You can write the above program in SSA like this:

@main(cond: bool) {
.entry:
    a.1: int = const 47;
    br cond .left .right;
.left:
    a.2: int = add a.1 a.1;
    jmp .exit;
.right:
    a.3: int = mul a.1 a.1;
    jmp .exit;
.exit:
    a.4: int = phi .left a.2 .right a.3;
    print a.4;
}

It can also be useful to see how ϕ-nodes crop up in loops.

(An aside: some recent SSA-form IRs, such as MLIR and Swift’s IR, use an alternative to ϕ-nodes called basic block arguments. Instead of making ϕ-nodes look like weird instructions, these IRs bake the need for ϕ-like conditional copies into the structure of the CFG. Basic blocks have named parameters, and whenever you jump to a block, you must provide arguments for those parameters. With ϕ-nodes, a basic block enumerates all the possible sources for a given variable, one for each in-edge in the CFG; with basic block arguments, the sources are distributed to the “other end” of the CFG edge. Basic block arguments are a nice alternative for “SSA-native” IRs because they avoid messy problems that arise when needing to treat ϕ-nodes differently from every other kind of instruction.)

Bril in SSA

Bril has an SSA extension. It adds support for a phi instruction. Beyond that, SSA form is just a restriction on the normal expressiveness of Bril—if you solemnly promise never to assign statically to the same variable twice, you are writing “SSA Bril.”

The reference interpreter has built-in support for phi, so you can execute your SSA-form Bril programs without fuss.

The SSA Philosophy

In addition to a language form, SSA is also a philosophy! It can fundamentally change the way you think about programs. In the SSA philosophy:

In LLVM, for example, instructions do not refer to argument variables by name—an argument is a pointer to defining instruction.

Converting to SSA

To convert to SSA, we want to insert ϕ-nodes whenever there are distinct paths containing distinct definitions of a variable. We don’t need ϕ-nodes in places that are dominated by a definition of the variable. So what’s a way to know when control reachable from a definition is not dominated by that definition? The dominance frontier!

We do it in two steps.
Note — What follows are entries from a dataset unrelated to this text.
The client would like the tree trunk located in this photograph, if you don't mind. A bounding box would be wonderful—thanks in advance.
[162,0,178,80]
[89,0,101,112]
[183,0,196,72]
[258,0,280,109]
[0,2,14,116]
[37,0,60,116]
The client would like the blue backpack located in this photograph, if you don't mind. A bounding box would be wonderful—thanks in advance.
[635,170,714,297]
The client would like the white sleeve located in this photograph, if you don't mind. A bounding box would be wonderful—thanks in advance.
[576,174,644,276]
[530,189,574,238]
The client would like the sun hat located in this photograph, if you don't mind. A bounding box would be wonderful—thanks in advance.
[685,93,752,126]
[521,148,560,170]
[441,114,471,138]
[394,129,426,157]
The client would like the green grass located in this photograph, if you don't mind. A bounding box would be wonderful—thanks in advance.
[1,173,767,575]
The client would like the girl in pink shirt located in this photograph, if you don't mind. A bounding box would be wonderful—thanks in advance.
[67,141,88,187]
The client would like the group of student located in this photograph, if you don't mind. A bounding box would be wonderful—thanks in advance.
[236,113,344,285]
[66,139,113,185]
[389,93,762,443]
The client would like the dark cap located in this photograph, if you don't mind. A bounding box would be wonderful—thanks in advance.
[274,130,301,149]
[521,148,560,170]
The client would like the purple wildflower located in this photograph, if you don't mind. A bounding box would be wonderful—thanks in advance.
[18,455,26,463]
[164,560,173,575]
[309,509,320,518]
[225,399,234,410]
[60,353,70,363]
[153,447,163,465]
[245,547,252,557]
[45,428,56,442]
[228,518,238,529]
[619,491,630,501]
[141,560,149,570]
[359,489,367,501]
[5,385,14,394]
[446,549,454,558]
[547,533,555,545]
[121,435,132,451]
First, insert ϕ-nodes:

for v in vars:
   for d in Defs[v]:  # Blocks where v is assigned.
     for block in DF[d]:  # Dominance frontier.
       Add a ϕ-node to block,
         unless we have done so already.
       Add block to Defs[v] (because it now writes to v!),
         unless it's already in there.

Then, rename variables:

stack[v] is a stack of variable names (for every variable v)

def rename(block):
  for instr in block:
    replace each argument to instr with stack[old name]

    replace instr's destination with a new name
    push that new name onto stack[old name]

  for s in block's successors:
    for p in s's ϕ-nodes:
      Assuming p is for a variable v, make it read from stack[v].

  for b in blocks immediately dominated by block:
    # That is, children in the dominance tree.
    rename(b)

  pop all the names we just pushed onto the stacks

rename(entry)

Converting from SSA

Eventually, we need to convert out of SSA form to generate efficient code for real machines that don’t have phi-nodes and do have finite space for variable storage.

The basic algorithm is pretty straightforward. If you have a ϕ-node:

v = phi .l1 x .l2 y;

Then there must be assignments to x and y (recursively) preceding this statement in the CFG. The paths from x to the phi-containing block and from y to the same block must “converge” at that block. So insert code into the phi-containing block’s immediate predecessors along each of those two paths: one that does v = id x and one that does v = id y. Then you can delete the phi instruction.

This basic approach can introduce some redundant copying. (Take a look at the code it generates after you implement it!) Non-SSA copy propagation optimization can work well as a post-processing step. For a more extensive take on how to translate out of SSA efficiently, see “Revisiting Out-of-SSA Translation for Correctness, Code Quality, and Efficiency” by Boissinot et al.